First, I wanted to introduce myself as I'm new to the group. I'm a PhD student at the University of Maryland working in pharmaceuticals (highly aligned with Sebastian's work) and since my thesis/interests revolve around both visualization/application development and deployment I'm going to take a crack at those areas.
Since this group will likely turn into alpha/beta testers a couple things that would be extremely helpful to me are if people could chime in on the following:
a) current/desired dev environment (eg rstudio + shinystan vs r-repl+emacs vs ipython-notebook+pystan etc)
b) project resource consumption - especially upper range of RAM consumption and range of model run times
c) use case - transient (temp environment to be destroyed after logging off) vs day-to-day driver (maintain results/projects/etc).
d) If day-to-day use, what are ideal sync scenarios (dropbox vs github vs direct upload/download, etc)
e) yes/no to desire to ever self-host, and if so hosting platform (internal cluster vs something like AWS).
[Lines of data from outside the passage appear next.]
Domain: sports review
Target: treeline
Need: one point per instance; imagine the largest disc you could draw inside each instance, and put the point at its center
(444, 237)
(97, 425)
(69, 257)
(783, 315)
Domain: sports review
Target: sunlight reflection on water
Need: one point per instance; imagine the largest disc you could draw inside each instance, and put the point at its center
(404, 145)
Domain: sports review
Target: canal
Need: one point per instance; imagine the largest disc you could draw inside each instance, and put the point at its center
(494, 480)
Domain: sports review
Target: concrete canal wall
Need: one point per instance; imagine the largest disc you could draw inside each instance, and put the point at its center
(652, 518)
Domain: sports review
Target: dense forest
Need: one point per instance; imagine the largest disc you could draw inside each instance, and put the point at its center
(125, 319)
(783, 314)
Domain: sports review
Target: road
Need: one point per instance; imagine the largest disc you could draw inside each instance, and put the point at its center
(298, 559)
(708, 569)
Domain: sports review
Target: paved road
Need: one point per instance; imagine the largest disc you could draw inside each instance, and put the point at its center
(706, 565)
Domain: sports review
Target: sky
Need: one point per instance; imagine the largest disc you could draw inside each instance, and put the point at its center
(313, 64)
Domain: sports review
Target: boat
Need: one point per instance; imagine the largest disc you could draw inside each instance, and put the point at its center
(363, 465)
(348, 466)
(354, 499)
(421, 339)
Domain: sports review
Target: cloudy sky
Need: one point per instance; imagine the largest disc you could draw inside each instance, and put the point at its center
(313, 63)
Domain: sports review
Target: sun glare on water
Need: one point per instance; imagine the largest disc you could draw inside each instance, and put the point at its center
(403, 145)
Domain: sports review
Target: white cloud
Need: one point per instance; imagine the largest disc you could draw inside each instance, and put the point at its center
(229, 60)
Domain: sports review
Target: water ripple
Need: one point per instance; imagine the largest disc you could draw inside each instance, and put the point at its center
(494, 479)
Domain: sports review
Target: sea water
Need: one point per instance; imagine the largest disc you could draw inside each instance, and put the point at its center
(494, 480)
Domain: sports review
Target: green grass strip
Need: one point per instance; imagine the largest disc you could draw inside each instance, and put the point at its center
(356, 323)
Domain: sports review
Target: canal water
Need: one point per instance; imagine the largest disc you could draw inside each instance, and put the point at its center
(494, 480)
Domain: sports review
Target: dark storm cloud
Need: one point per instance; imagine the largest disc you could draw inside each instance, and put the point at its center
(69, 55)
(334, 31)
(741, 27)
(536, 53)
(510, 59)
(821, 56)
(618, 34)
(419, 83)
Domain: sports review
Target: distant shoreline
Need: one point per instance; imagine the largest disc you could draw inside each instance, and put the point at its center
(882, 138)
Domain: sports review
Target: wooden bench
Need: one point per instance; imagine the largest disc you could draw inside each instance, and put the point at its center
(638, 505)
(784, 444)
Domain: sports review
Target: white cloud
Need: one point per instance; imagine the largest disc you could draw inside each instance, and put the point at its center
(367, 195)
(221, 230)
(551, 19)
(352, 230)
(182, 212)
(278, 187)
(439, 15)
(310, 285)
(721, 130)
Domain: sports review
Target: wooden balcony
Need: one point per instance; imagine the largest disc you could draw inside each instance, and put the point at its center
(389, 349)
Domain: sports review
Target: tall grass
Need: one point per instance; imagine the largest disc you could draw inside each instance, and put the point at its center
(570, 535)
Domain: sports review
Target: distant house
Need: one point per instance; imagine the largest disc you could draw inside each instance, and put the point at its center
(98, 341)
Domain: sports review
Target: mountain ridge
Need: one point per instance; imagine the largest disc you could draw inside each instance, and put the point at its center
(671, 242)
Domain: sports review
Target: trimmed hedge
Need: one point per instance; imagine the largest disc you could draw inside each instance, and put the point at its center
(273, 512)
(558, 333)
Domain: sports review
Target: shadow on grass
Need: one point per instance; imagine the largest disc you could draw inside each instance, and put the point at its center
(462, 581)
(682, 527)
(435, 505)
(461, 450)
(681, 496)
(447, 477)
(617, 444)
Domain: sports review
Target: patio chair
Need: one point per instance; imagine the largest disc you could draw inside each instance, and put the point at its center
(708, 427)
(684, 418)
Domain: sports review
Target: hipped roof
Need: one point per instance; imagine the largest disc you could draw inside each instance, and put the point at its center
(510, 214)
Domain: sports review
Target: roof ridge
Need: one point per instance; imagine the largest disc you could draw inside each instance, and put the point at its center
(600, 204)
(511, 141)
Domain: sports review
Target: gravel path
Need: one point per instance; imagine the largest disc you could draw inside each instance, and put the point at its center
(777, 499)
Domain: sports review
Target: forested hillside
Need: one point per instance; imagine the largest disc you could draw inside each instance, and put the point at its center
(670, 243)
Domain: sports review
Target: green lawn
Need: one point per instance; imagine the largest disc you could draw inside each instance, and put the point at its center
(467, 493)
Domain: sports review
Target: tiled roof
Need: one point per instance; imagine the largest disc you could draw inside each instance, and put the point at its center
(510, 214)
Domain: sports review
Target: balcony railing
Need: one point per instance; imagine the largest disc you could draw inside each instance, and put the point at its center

Thanks and look forward to interacting more with everyone!
Devin
On Wednesday, July 29, 2015 at 6:59:47 PM UTC-4, Bob Carpenter wrote:
> > On Jul 29, 2015, at 5:12 PM, Devin Pastoor <devin....@gmail.com> wrote:
> >
> > Hi all,
> >
> > First, I wanted to introduce myself as I'm new to the group. I'm a PhD student at the University of Maryland working in pharmaceuticals (highly aligned with Sebastian's work) and since my thesis/interests revolve around both visualization/application development and deployment I'm going to take a crack at those areas.
> >
> > Since this group will likely turn into alpha/beta testers a couple things that would be extremely helpful to me are if people could chime in on the following:
> >
> > a) current/desired dev environment (eg rstudio + shinystan vs r-repl+emacs vs ipython-notebook+pystan etc)
>
> Dev for what? I do C++ almost exclusively in emacs and the shell
> with a combination of make and Python scripting.
>
>
Dev for modeling/projects in stan - the question comes for what should be available in default environment(s). My thought would be that people would have access to a couple different pre-configured environments (plus shell access for customizations). As you mentioned below, this initially would be for simple models/teaching purposes.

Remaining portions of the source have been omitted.